Abaikan Fakta Sidang

jabarekspres.com, SIDOARJO – Jaksa mati kutu menanggapi pembelaan Dahlan Iskan dalam kasus pelepasan aset PT PWU Jatim yang disampaikan Jumat lalu (14/4). Akibatnya, dalam pembacaan replik kemarin (17/4), jaksa berputar-putar pada persoalan yang sudah disampaikan dalam tuntutan. Poin-poin yang ditegaskan pihak Dahlan dalam pembelaan (pleidoi) tidak mampu mereka jawab.

Yang paling telak adalah perihal izin DPRD dalam pelepasan aset di Kediri dan Tulungagung. Jaksa kembali mempermasalahkan tidak adanya persetujuan DPRD Jatim dalam penjualan aset PT PWU. Hal itu mereka dasarkan pada keterangan Sekretaris DPRD Jatim Ahmad Jailani. Padahal, dia tidak tahu-menahu proses permintaan izin di dewan kala itu. Saat PWU meminta persetujuan DPRD, Jailani masih menjadi PNS di Bakesbanglinmas Jatim.

Pihak Dahlan sudah menghadirkan saksi fakta dalam sidang. Mereka adalah mantan Ketua Komisi C Dadoes Soemarwanto dan eks anggota komisi C Farid Al Fauzi.
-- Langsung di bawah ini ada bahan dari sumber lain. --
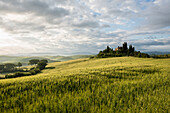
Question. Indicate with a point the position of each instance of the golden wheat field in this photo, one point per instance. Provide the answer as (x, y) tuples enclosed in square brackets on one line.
[(123, 84)]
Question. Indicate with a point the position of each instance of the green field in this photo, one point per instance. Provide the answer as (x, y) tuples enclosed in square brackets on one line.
[(124, 84)]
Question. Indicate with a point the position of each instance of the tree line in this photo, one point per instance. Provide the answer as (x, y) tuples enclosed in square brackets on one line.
[(18, 71), (121, 51)]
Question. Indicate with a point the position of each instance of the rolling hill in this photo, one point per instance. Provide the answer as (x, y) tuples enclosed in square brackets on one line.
[(25, 59), (122, 84)]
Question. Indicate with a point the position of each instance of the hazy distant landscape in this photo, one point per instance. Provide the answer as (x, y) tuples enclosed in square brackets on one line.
[(84, 56), (25, 59)]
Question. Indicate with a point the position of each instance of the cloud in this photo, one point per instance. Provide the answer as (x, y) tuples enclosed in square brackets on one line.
[(69, 26)]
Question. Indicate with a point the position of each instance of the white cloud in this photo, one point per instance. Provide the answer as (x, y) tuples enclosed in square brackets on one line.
[(68, 26)]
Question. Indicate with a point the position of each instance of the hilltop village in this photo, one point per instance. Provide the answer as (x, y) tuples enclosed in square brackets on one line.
[(121, 51)]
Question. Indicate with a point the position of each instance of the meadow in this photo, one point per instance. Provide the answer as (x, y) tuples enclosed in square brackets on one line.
[(120, 84)]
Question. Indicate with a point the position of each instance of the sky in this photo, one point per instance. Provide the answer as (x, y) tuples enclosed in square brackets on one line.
[(66, 27)]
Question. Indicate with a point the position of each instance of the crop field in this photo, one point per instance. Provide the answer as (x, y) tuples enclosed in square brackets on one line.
[(122, 84)]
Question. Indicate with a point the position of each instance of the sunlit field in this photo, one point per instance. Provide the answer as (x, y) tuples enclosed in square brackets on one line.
[(124, 84)]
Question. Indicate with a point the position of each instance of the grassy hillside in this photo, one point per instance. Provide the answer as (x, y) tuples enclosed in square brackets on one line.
[(123, 84)]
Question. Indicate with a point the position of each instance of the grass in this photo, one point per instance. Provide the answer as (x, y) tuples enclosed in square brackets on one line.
[(123, 84)]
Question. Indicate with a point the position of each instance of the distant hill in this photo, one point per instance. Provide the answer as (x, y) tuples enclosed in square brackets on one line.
[(157, 53), (25, 59)]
Keduanya terlibat dalam rapat dengar pendapat saat Dahlan meminta persetujuan ketika akan menjual aset PWU.

Indra Priangkasa, pengacara Dahlan, mengatakan, dalam sidang, Dadoes dan Farid menyatakan bahwa DPRD tidak berwenang memberikan persetujuan penjualan. Sebab, PWU berbentuk perseroan terbatas (PT) sehingga tunduk pada Undang-Undang (UU) PT.
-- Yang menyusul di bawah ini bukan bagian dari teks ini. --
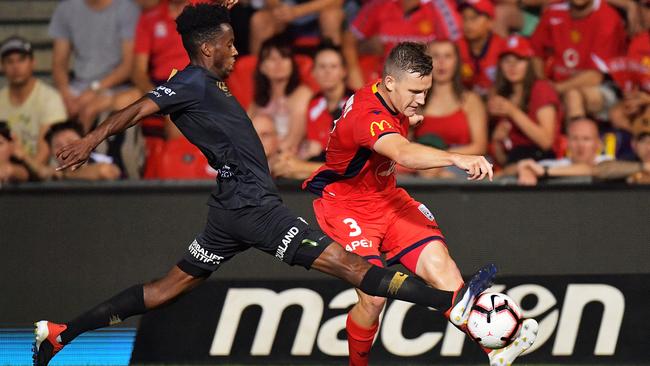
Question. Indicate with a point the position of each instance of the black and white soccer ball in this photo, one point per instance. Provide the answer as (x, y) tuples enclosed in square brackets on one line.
[(494, 321)]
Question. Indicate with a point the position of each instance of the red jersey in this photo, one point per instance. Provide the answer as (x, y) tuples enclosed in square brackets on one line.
[(352, 169), (479, 71), (320, 120), (156, 37), (571, 45), (432, 19), (453, 129)]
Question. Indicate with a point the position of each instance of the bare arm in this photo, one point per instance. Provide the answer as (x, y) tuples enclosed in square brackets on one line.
[(77, 153), (140, 74), (416, 156), (580, 80), (123, 71), (60, 64)]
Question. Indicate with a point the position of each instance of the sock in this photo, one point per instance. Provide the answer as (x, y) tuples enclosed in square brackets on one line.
[(359, 341), (397, 285), (123, 305)]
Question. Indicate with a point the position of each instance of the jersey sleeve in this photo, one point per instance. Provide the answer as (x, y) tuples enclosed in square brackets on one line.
[(182, 91), (371, 127)]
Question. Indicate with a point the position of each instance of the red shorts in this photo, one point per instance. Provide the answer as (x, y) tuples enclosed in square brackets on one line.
[(394, 225)]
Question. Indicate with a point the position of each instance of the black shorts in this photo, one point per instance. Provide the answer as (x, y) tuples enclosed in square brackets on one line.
[(271, 228)]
”Pertanyaannya, kenapa dua saksi itu tidak diperiksa saat penyidikan? Saya yakin, kalau mereka sudah diperiksa, tidak akan ada sidang seperti ini. Aneh, kenapa saksi fakta justru tidak diperiksa?” ucapnya.

Saat itu DPRD hanya memberikan rekomendasi bahwa pelepasan aset PWU mengikuti UU PT. Rekomendasi tersebut sudah dibahas di tingkat pimpinan DPRD, dibaca dalam rapat paripurna.

Selain itu, ada dalil jaksa yang kontradiktif. Jaksa mendalilkan keterangan Gubernur Jatim (saat itu) Imam Utomo yang mengaku tidak pernah memberikan persetujuan penjualan aset PWU. Keterangan tersebut dianggap sebagai dalil bahwa gubernur tidak pernah merasa memberikan persetujuan.

Padahal, dalam sidang terungkap, gubernur selaku pemegang saham pernah mengikuti RUPS yang membahas kinerja direksi. Imam juga ikut menerima dan menandatangani hasil RUPS. Baik sebelum penjualan aset PWU maupun saat direksi memberikan laporan pertanggungjawaban setelah pelepasan dilakukan. ”Apakah tanda tangan itu bukan persetujuan? Kalau tidak setuju, logikanya untuk apa gubernur tanda tangan?” tanya Indra.